On March 24, 1984, the Tigers traded Wockenfuss and outfielder Glenn Wilson to the Phillies for a reliever named Willie Hernandez and a utility man named Dave Bergman.

Few knew that day, that would be the trade that finally put the Tigers over the top. Hernandez, a closer, went on to win the Cy Young and MVP awards in 1984, and Bergman had a career-best seven home runs (none bigger than in the 13-pitch at-bat to walk it off against the hard-charging Toronto Blue Jays on the Monday night game of the week) and 44 RBIs.

The Tigers went wire-to-wire to win the World Series in 1984.

“That hurt, because I had been with them for so many years,” Wockenfuss told the Watertown Daily Times. “We were getting better and better and better and Sparky and I were good friends. I couldn’t believe it.”

Wockenfuss played just two seasons with the Phillies; the first one was solid, the second was not, and he was out of Major League Baseball after the 1985 season. He tried to get traded to an American League team so he could be a designated hitter, but the Phillies didn’t oblige. Attempted tryouts to catch on again with the Tigers and the Boston Red Sox went nowhere.

In October 1986, officially retired as a player, the Tigers hired him to manage their Single-A team in Lakeland. For the 1988 season, he was promoted to manage the Double-A team in Glen Falls, New York.
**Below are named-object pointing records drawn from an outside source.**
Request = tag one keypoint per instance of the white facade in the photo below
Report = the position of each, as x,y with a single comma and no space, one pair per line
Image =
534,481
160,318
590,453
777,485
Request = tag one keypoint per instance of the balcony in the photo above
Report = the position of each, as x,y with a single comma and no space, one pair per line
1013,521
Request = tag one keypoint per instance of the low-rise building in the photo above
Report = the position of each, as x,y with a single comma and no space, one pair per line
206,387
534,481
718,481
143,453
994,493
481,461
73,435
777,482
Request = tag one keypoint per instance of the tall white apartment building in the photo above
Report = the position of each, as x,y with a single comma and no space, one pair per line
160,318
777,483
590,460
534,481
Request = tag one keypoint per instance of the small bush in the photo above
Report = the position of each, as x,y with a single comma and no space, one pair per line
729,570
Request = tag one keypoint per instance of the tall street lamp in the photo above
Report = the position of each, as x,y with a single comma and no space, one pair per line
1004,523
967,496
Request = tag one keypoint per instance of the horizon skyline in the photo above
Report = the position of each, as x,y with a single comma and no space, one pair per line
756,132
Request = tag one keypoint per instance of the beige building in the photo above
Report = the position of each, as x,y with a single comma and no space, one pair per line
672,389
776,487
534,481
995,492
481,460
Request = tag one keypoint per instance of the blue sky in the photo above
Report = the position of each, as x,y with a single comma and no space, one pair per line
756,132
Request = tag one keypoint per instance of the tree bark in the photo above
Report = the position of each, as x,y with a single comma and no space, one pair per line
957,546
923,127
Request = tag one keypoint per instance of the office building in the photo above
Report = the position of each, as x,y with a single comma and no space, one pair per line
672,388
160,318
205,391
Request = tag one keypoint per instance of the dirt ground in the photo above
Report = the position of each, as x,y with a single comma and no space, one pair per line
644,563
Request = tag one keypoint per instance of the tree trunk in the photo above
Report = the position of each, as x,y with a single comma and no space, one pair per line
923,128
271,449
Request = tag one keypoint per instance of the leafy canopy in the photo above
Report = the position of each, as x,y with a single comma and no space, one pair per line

And for the 1989 season, he was promoted to manage the Triple-A team in Toledo.

The Tigers fired him in 1990, and he caught on managing in the Pittsburgh Pirates system for a few years, and worked in independent ball for a bit, before he left organized baseball in the 1990s.

Later in life, he ran baseball and softball academies in Pennsylvania, Maryland and West Virginia, and coached high-school baseball until 2002. He’s inducted in the Delaware Sports Hall of Fame.

In 2011, talking to The News seven years before his dementia diagnosis (he had undergone multiple back surgeries), he became a strong advocate for the rule change banning home-plate collisions, which went into effect in 2014. Wockenfuss recalled the hardest hit he ever took, in September 1975, when the Tigers were visited Cleveland. Buddy Bell, a mountain of a man and a future Tigers manager, rung Wockenfuss’ bell.

“I stretched out just trying to catch the ball, then it was lights out. I don’t even know if I caught it,” Wockenfuss told The News. “Basically, I don’t really remember anything till I was sitting in a wheelchair at the hospital.”

Away from baseball, Wockenfuss liked to hunt and fish.

Wockenfuss is survived by sons Brad and Jeremy, daughters Caitlin and Jessica, and four grandchildren.

In lieu of flowers, the family is suggesting donations to the Harvard Brain Tissue Resource Center.